A selloff in US bank shares threatens to push them below a technical threshold that could signal more pain ahead for the broader stock market.
With the collapse of First Republic Bank Worsening fears about the solvency of regional lenders, investors pummeled financial stocks, leaving the S&P 500 financials index on the verge of falling below its 2007 peak. For perspective, after the 2008 credit crash it took more than a decade for that gauge to regain the ground it had lost.
The financial index is above its 2007 high since January 2021. If it falls below that barrier now, it would be a bad signal for the broader stock market, said hedge-fund manager Jim Roppel, founder of Roppel Capital Management.
Why? Because it will put more pressure on banks to conserve capital and cut lending, adding a drag to an economy at risk of a recession after the Federal Reserve’s steep interest rate hikes in last 14 months.
“You can’t have a bull market when bank stocks are down,” said Roppel, who is a long-term bull but is currently mostly in cash with the rest of defensive plays like gold miners and gold. “It’s like when an Olympic athlete has cinder blocks on their legs.”
Concerns about the stability of the banking system contributed to a wild week as investors bet aggressively against stocks.
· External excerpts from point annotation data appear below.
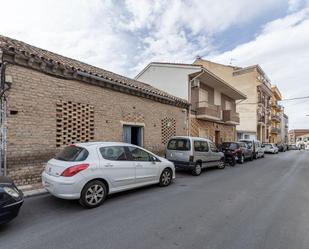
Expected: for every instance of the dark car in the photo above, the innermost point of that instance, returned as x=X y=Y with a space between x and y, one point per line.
x=282 y=147
x=11 y=200
x=236 y=152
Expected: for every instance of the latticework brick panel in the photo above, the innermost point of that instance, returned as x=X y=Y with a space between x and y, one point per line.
x=168 y=129
x=75 y=123
x=195 y=127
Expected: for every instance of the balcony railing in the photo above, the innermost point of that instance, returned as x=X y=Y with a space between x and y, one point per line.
x=206 y=110
x=230 y=116
x=275 y=117
x=275 y=130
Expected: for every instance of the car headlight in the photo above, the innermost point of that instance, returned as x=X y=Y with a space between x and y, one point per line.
x=11 y=191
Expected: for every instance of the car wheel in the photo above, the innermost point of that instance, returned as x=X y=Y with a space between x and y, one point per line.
x=232 y=162
x=93 y=194
x=166 y=178
x=241 y=159
x=197 y=170
x=221 y=164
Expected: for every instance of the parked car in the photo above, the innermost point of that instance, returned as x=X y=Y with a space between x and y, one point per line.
x=271 y=148
x=293 y=147
x=236 y=152
x=194 y=154
x=90 y=171
x=281 y=147
x=256 y=146
x=11 y=199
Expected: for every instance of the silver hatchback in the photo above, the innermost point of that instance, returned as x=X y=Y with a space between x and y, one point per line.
x=194 y=154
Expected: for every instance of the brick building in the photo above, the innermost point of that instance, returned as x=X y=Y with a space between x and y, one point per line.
x=52 y=101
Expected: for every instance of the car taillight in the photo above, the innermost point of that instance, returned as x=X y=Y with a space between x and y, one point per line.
x=73 y=170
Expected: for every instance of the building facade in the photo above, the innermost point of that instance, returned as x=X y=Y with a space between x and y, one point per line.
x=284 y=128
x=295 y=133
x=213 y=108
x=254 y=112
x=275 y=129
x=53 y=101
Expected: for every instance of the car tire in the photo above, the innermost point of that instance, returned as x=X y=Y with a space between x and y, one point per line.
x=197 y=170
x=232 y=162
x=166 y=178
x=241 y=159
x=221 y=164
x=93 y=194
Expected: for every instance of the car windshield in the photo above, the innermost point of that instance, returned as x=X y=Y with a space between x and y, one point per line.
x=230 y=146
x=179 y=144
x=72 y=154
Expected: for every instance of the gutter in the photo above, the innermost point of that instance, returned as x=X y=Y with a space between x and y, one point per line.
x=88 y=75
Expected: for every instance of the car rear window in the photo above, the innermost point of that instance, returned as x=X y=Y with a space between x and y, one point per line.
x=179 y=144
x=230 y=146
x=72 y=154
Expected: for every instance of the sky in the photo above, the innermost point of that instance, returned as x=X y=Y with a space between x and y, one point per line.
x=124 y=36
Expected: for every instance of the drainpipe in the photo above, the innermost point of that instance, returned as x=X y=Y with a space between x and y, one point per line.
x=3 y=117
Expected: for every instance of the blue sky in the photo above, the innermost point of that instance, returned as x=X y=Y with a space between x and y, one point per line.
x=124 y=36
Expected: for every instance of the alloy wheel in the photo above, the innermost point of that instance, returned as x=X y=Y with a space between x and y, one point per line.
x=95 y=194
x=166 y=177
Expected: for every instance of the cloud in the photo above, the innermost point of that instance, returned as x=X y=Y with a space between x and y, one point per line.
x=283 y=52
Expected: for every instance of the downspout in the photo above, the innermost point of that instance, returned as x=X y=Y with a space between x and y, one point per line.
x=190 y=100
x=3 y=116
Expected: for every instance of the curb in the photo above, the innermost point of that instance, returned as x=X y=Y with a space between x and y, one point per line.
x=35 y=192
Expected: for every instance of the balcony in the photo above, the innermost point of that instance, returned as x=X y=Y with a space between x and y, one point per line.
x=275 y=117
x=230 y=116
x=275 y=130
x=207 y=111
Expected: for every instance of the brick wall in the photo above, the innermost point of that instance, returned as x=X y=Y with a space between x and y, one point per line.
x=32 y=118
x=208 y=128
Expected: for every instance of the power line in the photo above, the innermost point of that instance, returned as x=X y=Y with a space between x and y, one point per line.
x=306 y=97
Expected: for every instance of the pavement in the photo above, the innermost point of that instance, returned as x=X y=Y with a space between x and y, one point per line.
x=260 y=204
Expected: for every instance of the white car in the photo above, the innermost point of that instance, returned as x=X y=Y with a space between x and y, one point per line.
x=91 y=171
x=270 y=148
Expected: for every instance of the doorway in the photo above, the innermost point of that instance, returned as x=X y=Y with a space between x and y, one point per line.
x=133 y=135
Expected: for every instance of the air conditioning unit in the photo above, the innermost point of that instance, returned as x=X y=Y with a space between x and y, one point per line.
x=196 y=83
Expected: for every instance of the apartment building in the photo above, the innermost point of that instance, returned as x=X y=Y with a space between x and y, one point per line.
x=254 y=112
x=284 y=128
x=294 y=134
x=276 y=112
x=213 y=101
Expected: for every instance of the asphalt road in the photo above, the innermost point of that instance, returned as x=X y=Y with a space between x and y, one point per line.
x=260 y=204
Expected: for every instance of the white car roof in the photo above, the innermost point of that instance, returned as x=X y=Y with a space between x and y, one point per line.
x=89 y=144
x=190 y=138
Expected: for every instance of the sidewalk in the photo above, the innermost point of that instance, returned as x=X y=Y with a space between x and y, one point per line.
x=32 y=190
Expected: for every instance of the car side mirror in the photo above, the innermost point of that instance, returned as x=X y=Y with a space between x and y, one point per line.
x=153 y=159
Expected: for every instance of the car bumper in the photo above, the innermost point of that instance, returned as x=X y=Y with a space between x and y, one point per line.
x=10 y=211
x=183 y=165
x=61 y=187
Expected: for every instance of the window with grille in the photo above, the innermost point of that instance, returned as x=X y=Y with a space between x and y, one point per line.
x=74 y=123
x=168 y=129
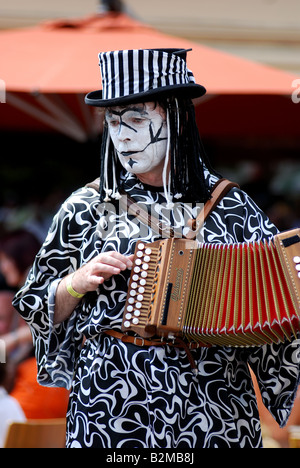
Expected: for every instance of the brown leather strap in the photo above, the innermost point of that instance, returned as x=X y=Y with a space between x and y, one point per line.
x=177 y=343
x=220 y=189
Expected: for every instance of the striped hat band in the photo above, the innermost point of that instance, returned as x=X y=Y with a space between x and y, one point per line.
x=135 y=74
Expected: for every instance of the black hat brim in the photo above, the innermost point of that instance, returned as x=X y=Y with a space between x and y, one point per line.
x=187 y=91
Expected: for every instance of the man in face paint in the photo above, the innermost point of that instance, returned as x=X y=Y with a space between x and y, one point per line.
x=139 y=134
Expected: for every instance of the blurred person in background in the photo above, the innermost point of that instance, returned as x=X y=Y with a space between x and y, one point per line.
x=10 y=409
x=17 y=252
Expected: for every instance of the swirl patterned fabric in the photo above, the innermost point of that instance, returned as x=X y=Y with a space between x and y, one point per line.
x=123 y=395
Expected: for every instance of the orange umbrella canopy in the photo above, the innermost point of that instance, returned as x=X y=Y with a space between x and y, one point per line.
x=48 y=69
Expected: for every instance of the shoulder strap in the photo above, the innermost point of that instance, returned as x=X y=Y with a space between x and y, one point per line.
x=220 y=189
x=95 y=184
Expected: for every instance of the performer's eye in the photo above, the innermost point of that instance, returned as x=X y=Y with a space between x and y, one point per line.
x=137 y=120
x=113 y=123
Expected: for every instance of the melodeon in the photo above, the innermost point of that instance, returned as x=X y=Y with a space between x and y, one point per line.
x=244 y=294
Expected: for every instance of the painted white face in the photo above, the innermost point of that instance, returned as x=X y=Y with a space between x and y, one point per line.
x=139 y=134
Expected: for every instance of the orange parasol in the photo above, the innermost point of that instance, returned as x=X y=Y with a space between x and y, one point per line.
x=48 y=69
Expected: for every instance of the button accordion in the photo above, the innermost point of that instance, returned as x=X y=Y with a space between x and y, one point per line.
x=244 y=294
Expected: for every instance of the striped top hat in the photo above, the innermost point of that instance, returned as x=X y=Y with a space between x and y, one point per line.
x=143 y=75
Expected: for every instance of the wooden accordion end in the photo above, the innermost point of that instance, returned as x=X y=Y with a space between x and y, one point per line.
x=216 y=294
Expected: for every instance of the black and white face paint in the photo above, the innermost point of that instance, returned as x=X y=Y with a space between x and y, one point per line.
x=139 y=134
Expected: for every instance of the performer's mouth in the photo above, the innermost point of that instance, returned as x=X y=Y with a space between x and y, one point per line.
x=126 y=154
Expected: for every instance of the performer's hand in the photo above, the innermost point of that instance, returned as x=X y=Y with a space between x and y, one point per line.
x=100 y=269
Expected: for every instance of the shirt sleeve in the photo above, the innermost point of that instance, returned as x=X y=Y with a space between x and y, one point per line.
x=56 y=345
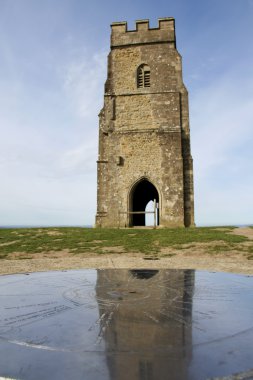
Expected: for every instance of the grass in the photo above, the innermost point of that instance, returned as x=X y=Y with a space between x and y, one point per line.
x=80 y=240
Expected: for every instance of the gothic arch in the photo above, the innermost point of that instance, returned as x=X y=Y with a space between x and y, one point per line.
x=143 y=76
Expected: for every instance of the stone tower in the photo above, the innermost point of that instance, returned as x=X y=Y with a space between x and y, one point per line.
x=144 y=136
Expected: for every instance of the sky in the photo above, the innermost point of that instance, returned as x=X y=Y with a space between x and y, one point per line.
x=53 y=60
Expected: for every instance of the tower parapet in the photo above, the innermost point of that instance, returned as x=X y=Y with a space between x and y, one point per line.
x=143 y=34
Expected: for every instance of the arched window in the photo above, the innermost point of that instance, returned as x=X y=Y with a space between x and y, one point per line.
x=143 y=76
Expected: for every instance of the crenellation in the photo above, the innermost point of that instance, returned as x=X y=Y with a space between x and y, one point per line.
x=144 y=140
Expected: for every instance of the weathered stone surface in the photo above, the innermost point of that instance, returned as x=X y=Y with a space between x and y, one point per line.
x=144 y=131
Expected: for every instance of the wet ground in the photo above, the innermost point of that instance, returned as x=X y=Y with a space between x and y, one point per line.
x=126 y=324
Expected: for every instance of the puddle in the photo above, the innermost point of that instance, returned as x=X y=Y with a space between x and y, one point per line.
x=126 y=324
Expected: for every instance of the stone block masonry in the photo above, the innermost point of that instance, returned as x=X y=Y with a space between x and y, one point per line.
x=144 y=135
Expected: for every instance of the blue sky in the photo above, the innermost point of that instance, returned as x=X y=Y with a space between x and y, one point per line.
x=52 y=73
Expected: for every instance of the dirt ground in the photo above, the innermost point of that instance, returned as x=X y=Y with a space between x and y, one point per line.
x=193 y=258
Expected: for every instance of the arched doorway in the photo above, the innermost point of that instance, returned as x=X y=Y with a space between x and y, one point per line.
x=141 y=194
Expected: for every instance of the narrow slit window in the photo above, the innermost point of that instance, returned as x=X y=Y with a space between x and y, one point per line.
x=143 y=76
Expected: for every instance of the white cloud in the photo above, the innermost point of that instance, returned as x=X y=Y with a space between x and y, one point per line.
x=48 y=159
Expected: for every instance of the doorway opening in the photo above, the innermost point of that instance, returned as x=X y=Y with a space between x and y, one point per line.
x=141 y=195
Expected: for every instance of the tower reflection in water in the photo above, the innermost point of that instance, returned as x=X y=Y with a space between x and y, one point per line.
x=146 y=322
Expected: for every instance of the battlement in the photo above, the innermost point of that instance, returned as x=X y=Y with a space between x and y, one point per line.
x=143 y=34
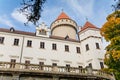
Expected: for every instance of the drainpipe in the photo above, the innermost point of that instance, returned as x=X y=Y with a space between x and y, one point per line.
x=22 y=50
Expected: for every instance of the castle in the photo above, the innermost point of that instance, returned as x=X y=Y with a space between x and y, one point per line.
x=64 y=47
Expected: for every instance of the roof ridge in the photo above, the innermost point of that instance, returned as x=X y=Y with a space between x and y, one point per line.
x=63 y=15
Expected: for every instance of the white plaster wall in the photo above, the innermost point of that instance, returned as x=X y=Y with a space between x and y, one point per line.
x=36 y=55
x=89 y=32
x=58 y=56
x=93 y=55
x=8 y=50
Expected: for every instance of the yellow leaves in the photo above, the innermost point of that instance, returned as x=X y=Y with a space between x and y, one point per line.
x=116 y=54
x=111 y=28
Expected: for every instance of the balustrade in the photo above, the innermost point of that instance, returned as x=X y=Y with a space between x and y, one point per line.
x=56 y=69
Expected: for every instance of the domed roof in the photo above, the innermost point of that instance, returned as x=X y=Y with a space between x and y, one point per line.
x=63 y=16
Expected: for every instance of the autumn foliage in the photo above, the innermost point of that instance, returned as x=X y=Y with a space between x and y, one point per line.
x=111 y=32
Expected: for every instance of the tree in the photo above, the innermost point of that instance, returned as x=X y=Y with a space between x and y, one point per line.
x=32 y=9
x=111 y=32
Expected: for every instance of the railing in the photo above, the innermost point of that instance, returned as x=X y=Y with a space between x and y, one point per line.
x=54 y=69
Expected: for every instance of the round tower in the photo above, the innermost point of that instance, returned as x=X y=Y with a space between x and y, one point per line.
x=63 y=26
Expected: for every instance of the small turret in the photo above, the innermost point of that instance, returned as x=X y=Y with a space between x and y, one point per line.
x=91 y=45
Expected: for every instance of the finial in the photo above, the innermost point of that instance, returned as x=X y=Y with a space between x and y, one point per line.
x=62 y=9
x=86 y=18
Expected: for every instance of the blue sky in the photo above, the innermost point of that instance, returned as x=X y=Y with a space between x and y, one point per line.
x=78 y=10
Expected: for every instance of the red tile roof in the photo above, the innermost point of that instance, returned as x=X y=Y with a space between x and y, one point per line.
x=63 y=38
x=88 y=25
x=63 y=16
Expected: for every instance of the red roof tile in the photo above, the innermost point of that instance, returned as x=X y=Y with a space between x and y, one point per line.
x=88 y=25
x=63 y=16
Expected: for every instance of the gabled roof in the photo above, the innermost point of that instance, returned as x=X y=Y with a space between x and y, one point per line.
x=63 y=16
x=88 y=25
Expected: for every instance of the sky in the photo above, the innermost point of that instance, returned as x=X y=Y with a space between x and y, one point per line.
x=95 y=11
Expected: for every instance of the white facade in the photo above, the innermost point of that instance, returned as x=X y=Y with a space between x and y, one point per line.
x=35 y=54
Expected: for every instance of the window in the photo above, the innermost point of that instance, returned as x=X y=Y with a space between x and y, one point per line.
x=42 y=45
x=29 y=43
x=54 y=47
x=12 y=64
x=16 y=42
x=42 y=32
x=101 y=65
x=68 y=67
x=80 y=67
x=1 y=40
x=90 y=65
x=97 y=46
x=27 y=63
x=41 y=64
x=54 y=64
x=67 y=48
x=87 y=47
x=78 y=49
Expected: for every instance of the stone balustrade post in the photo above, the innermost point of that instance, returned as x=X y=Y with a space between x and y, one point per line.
x=55 y=78
x=16 y=77
x=89 y=70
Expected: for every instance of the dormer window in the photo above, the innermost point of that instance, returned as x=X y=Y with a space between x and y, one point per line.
x=12 y=29
x=42 y=32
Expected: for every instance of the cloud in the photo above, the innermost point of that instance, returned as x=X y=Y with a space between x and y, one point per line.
x=5 y=21
x=81 y=7
x=18 y=16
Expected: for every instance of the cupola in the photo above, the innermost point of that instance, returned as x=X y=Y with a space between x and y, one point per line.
x=64 y=26
x=42 y=30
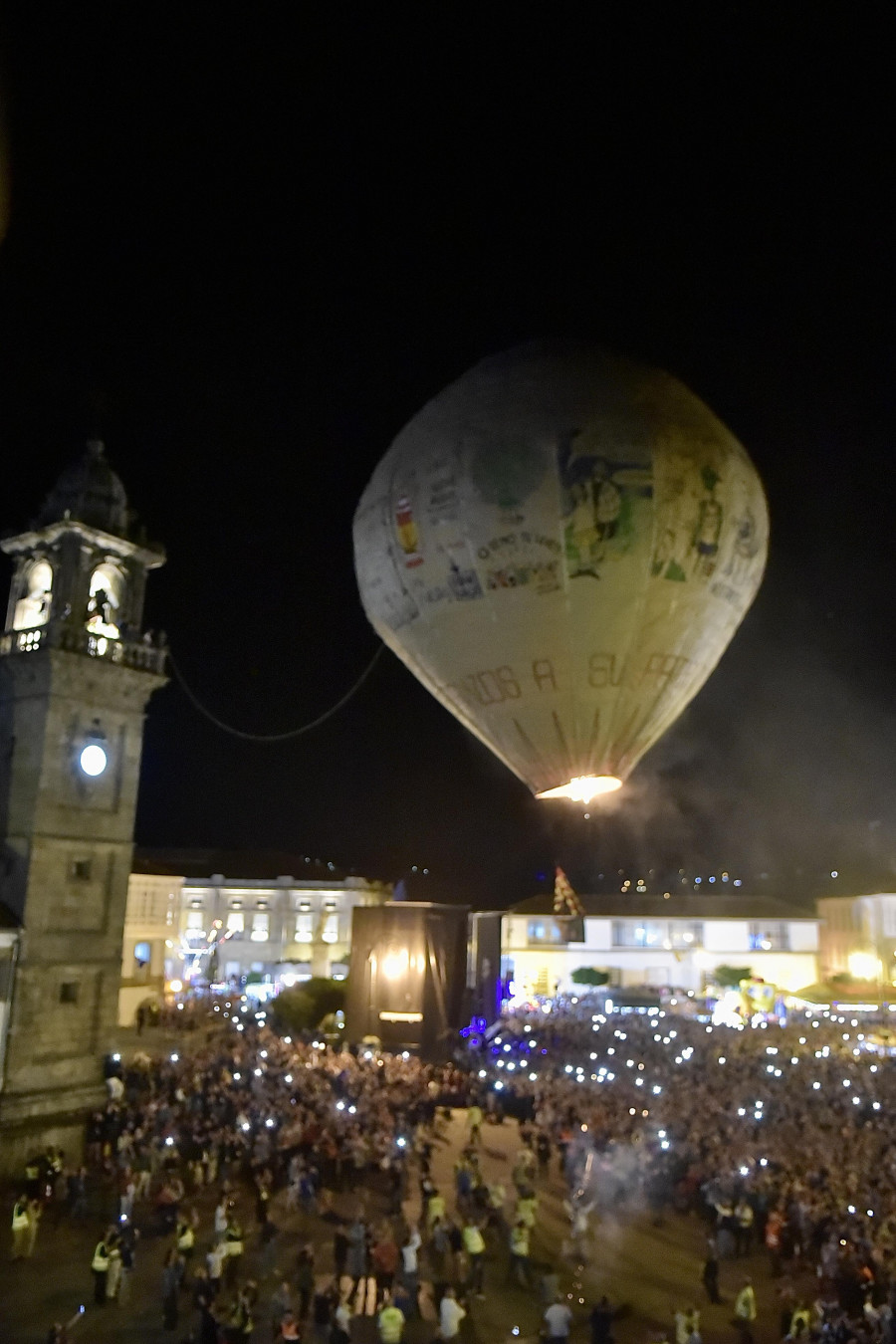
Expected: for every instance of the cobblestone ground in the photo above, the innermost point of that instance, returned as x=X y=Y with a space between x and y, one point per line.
x=650 y=1270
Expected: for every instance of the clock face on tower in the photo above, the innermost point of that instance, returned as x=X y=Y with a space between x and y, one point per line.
x=93 y=760
x=107 y=588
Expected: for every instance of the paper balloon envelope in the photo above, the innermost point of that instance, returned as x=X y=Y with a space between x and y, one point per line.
x=560 y=548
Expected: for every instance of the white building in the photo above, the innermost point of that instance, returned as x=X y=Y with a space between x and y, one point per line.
x=857 y=937
x=657 y=941
x=150 y=929
x=274 y=928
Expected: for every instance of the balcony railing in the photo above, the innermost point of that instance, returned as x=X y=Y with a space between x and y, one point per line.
x=142 y=655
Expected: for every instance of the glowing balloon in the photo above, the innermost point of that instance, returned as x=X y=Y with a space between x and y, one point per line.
x=560 y=546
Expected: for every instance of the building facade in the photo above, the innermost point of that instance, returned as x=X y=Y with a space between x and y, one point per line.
x=857 y=937
x=150 y=928
x=285 y=929
x=187 y=924
x=653 y=941
x=76 y=675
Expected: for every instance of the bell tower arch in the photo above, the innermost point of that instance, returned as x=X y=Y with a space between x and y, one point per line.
x=76 y=676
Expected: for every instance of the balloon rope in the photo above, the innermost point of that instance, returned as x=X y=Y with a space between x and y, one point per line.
x=273 y=737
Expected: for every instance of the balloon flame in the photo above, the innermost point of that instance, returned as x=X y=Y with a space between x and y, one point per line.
x=583 y=787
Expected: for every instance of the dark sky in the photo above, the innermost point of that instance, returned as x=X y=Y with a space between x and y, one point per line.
x=246 y=250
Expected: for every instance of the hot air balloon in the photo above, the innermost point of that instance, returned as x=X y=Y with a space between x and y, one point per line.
x=560 y=546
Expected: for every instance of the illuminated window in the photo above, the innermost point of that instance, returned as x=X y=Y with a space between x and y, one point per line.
x=304 y=926
x=685 y=934
x=772 y=937
x=546 y=930
x=33 y=606
x=107 y=590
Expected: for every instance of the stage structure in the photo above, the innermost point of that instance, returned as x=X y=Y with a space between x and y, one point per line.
x=407 y=976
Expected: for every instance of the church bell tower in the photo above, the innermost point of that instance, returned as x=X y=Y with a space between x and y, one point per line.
x=76 y=675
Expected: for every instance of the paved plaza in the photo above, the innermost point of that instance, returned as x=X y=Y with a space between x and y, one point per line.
x=648 y=1269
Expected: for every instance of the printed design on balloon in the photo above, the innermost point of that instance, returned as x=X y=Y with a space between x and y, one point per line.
x=506 y=471
x=600 y=500
x=710 y=518
x=689 y=527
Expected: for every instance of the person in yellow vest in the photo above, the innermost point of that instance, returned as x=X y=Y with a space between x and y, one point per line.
x=799 y=1321
x=389 y=1323
x=745 y=1312
x=519 y=1266
x=20 y=1225
x=527 y=1207
x=434 y=1207
x=474 y=1248
x=234 y=1248
x=185 y=1238
x=35 y=1210
x=100 y=1270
While share prices rebounded on Friday amid speculation that the sell-off was over, many remained bullish, including Western Alliance The Bancorp after sinking 27% last week and PacWest Bancorp fell 43%.
Individual investors — who were some of the most reliable dip buyers in the market in 2020 and 2021 — scooped up some bank stocks amid the rout. In the week to Wednesday, they were net buyers of shares in the Bank of America Corp., Truist Financial corp. and SoFi Technologies Inc., data compiled by JPMorgan Chase Peng Cheng’s performance in & Co.
But there is persistent concern on Wall Street that the ongoing turmoil at regional banks could fuel a tightening of lending. In fact, traders are betting that the toll could be so large that they are raising bets that the Fed – which has signaled that Wednesday’s rate hike could be its last – will start easing monetary policy soon. that July to stimulate the economy.
Still, Nancy Tengler, the chief investment officer of Laffer Tengler Investments, said it’s too soon to return to shares of battered banks. Instead, he focused on technology and consumer-related stocks that would benefit from falling interest rates, even as his company increased shares. PNC Financial Services Group Inc. after it has generated strong growth in profits and growing deposits.
“It’s not smart to chase some of these other bank stocks,” Tengler said. “You have to let the falling knife fall.”
Friday’s stock-market rebound was fueled by a stronger-than-expected monthly jobs report for April, easing fears of a recession. However, while the S&P’s 1.9% rally erased much of last week’s decline in the broad benchmark, financial stocks in the index lost 2.7% in five sessions.
Scott Colyer, chief executive of Advisors Asset Management, said the S&P 500 would need to fall to 3,600 or lower for him to be more optimistic about stocks, as valuations remain expensive. It closed at about 4,136 Friday.
“We need to see that there are financials leading the way for the stock market to be in a sustainable development – but that is not the case,” warned Colyer. “Don’t take nickels and dimes in front of a steam roller.”